Prevalence of Bladder Dysfunction in Children with Primary Nocturnal Enuresis Presenting to the Hospital
Date of Award
Master of Medicine (MMed)
Prof. Fred Were
Dr. Bashir Admani
Dr. Sudhir Vinayak
Paediatrics and Child Health (East Africa)
Introduction: Bladder dysfunction is thought to be a common cause of nocturnal enuresis. It can either be overactive, underactive or dysfunctional. Currently, there is a paucity of data on what proportions of children with nocturnal enuresis have bladder dysfunction. Studies have shown the prevalence of bladder dysfunction to be as high as 77-94.5% (28), and children with bladder dysfunction have poor response to treatment. There are currently no protocols for investigating and managing children with nocturnal enuresis. The decision for bladder ultrasound is usually made by the primary physician, and at times after the child has been on treatment for a long duration. Studies have shown boys are affected more than girls. Nocturnal Enuresis causes psychological stress and low self-esteem in the child (2). Diagnosis is made by history taking and examination of the child. Bladder ultrasounds and urodynamic studies are not routinely done to rule out bladder dysfunction, and therefore the prevalence of bladder dysfunction in children with NE is underreported.

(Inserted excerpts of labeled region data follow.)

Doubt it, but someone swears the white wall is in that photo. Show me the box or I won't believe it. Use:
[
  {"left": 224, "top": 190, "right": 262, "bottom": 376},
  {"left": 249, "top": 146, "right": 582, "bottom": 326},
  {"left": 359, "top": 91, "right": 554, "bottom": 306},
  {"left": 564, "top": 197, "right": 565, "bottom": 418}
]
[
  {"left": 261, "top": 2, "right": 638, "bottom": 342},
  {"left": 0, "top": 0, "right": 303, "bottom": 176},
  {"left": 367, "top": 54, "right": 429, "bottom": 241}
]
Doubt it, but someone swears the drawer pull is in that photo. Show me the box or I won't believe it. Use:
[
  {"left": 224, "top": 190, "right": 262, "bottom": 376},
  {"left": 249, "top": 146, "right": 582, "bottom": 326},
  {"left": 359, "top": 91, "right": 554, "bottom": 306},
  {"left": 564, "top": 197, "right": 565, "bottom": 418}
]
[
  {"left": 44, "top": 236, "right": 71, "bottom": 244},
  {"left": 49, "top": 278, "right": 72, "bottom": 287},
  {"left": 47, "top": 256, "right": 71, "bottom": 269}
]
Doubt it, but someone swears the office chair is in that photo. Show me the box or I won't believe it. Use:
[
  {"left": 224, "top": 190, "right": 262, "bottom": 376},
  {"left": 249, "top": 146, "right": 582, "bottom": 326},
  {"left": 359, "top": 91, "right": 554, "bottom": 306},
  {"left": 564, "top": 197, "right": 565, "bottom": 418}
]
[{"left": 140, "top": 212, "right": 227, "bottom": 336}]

Objectives: This study was designed to investigate the prevalence of bladder dysfunction in children with primary nocturnal enuresis presenting to Aga Khan University Hospital and Gertrude’s Children Hospital. In addition, the type of bladder dysfunction and the factors associated with bladder dysfunction
Methodology: It was a cross sectional study carried out in children between the age group five to eighteen years presenting with primary nocturnal enuresis to Aga Khan University Hospital and Gertrude’s Children Hospital. Fifty-six children with primary nocturnal enuresis were recruited for the study. A questionnaire was completed by the parent/caregiver/ child ≥ 18 years. Bladder ultrasound was done to determine the bladder volume and bladder wall thickness, which was used to calculate the bladder volume wall index, which was compared to normal bladder volume wall index (BVWI) for age. (27)
Results: the prevalence of bladder dysfunction using the BVWI in children between five to eighteen years presenting with primary nocturnal enuresis to Aga Khan University Hospital and Gertrude’s Children Hospital was 92.9% (52 children). The male to female ratio was 1:1. The prevalence of overactive bladder was 92.9% (95 % CI 82.7 – 98%) (52) and 7.1% (4) of children had normoactive bladder, there was no child with underactive bladder. The prevalence of bladder dysfunction was noted to be the similar to other studies. (28)
Conclusion: The prevalence of bladder dysfunction in enuretic children seen in Kenyan referral facilities is high. It is important for clinicians to consider the high likelihood of bladder dysfunction in enuretic children and incorporate this in the clinical management of these patients. There remains a need for high quality and properly designed studies to confirm the risk factors for bladder dysfunction in enuresis in low income countries.
Jethwa, N. P. (2016). Prevalence of Bladder Dysfunction in Children with Primary Nocturnal Enuresis Presenting to the Hospital (Unpublished master's dissertation). Aga Khan University, East Africa.